JT: Well, first of all, I’m a Redskins-Capitals-Nats fan, so I feel your pain. Seriously, “changing tribes” from climate change skeptic to actively supporting climate change action is very difficult to do; very few people in Washington make this kind of change. Forget the science for a second. Our social identities are made up of like folks—and that trend is only increasing. I mean, if you’re in politics, going from something like pro life to pro choice, what do you gain? Or imagine you are a free market economist who nonetheless believes some of the things economist Thomas Picketty^ has to say have some validity? Being right and changing allegiances because of it has serious costs. Friendships and relationships are often lost. It’s much easier to stay with your team, your tribe. And I get that. I’m not always leaving my tribe. I mean, I’m a Caps fan and so I’ll defend Alex Ovechkin no matter how many early round Stanley Cup exits the team suffers.

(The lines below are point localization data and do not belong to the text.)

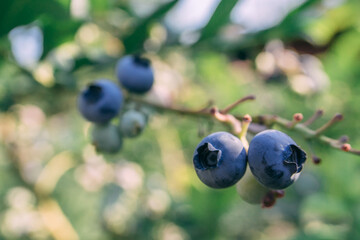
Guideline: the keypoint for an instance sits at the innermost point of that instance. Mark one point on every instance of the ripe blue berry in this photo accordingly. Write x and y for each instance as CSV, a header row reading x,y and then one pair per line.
x,y
135,74
106,138
132,123
275,159
220,160
250,190
100,101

GSB: I get that about Ovechkin but how did the switch from skeptic to adherent impact your own career, your own life?
JT: Some of my friends and acquaintances dropped me. But I made new friends along the way, and so it goes. And then there are people who—best way to say it is it’s not unlike living in the Soviet Union—a lot of people publicly echo the party line but privately think different.
GSB: You have more courage than I. I just stayed a Jets fan. Let’s turn from switching teams to sports more broadly. What do you think of sports as a platform for environmentalism and the climate change fight? Do you think it can have a significant impact?
JT: I think sports represents our society more than drives it so I don’t see sports driving momentum on climate change. I can see sports as being a forum for athletes and sponsors to communicate environmental messaging. So much of America is reflected by sports. There’s a reason why, going back a hundred years until now, intellectuals become sports writers. As the climate change issue grows in importance, so too will it grow in sports. Sports, at its best and also at its worst, amplifies what is happening in society.
GSB: I have strong hopes that, on climate, sports will amplify the best. One final question, this one not to do with sports: So as a libertarian who sees climate change as a serious global challenge, what do you think will happen, policy-wise in the US, and what do you want to happen?
JT: The US is moving to more carbon restraints and is transitioning to renewables. This is happening but needs to happen much more quickly. Not surprisingly, I favor market-based carbon pricing schemes and this seems to be gaining traction in both parties. I’d say the window to get a real carbon pricing solution is about four years. Otherwise, because the science and the consequences of climate change won’t wait, the policy prescriptions will shift to more government mandates like the “keep it in the ground” campaign.
GSB: Not the ideal libertarian solution…
JT:…But it’s better than nothing. If first-best solutions are unavailable, then we have to look at second-best solutions.